After receiving one prescription and three telephoned authorizations for hydrocodone within a 10-day period, Edwards properly called the doctor's office for authorization. While these refills seem excessive, it is important to note that the facts of this case do not state the quantities or directions for the hydrocodone prescription. However, this example does illustrate an important DOJ prevention technique: When there is a question concerning any aspect of the prescription order, call the prescriber for verification or clarification. Also, after receiving word from Dr. Meadows' office that the refills were unauthorized, pharmacist Edwards called the authorities. This, too, was the right course of action. Instead of dispensing the medication anyway, Edwards properly refused to refill the prescription.
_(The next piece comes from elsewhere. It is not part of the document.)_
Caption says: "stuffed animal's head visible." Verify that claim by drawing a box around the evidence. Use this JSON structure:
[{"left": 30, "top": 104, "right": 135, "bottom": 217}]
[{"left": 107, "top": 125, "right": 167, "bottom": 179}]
What result would have occurred had the plaintiff brought this suit against the pharmacist? From the facts of the case, it is very unlikely the court would have ruled for the plaintiff. Edwards used professional judgment in assessing the patient's use of the medication, and when verification was denied from the doctor's office, she acted in good faith in promptly reporting the matter to the Dallas Police Department. Additionally, a pharmacy technician who worked with Edwards corroborated her information by identifying the plaintiff as the person who picked up the refills. Therefore, pharmacist Edwards' actions should serve as a guide for other pharmacists to follow. For more information on prevention techniques, types of fraudulent prescriptions, and characteristics of forged prescriptions, please refer to Fig. 3.

Conclusion
In summary, it is essential for pharmacists to take an active role in combating health-care fraud. This may involve anything from refusing to fill a fraudulent prescription to actually reporting a health-care provider for improper billing practices. The key is for each pharmacist in his/her practice setting to actively communicate with other health-care providers.

References are available upon request.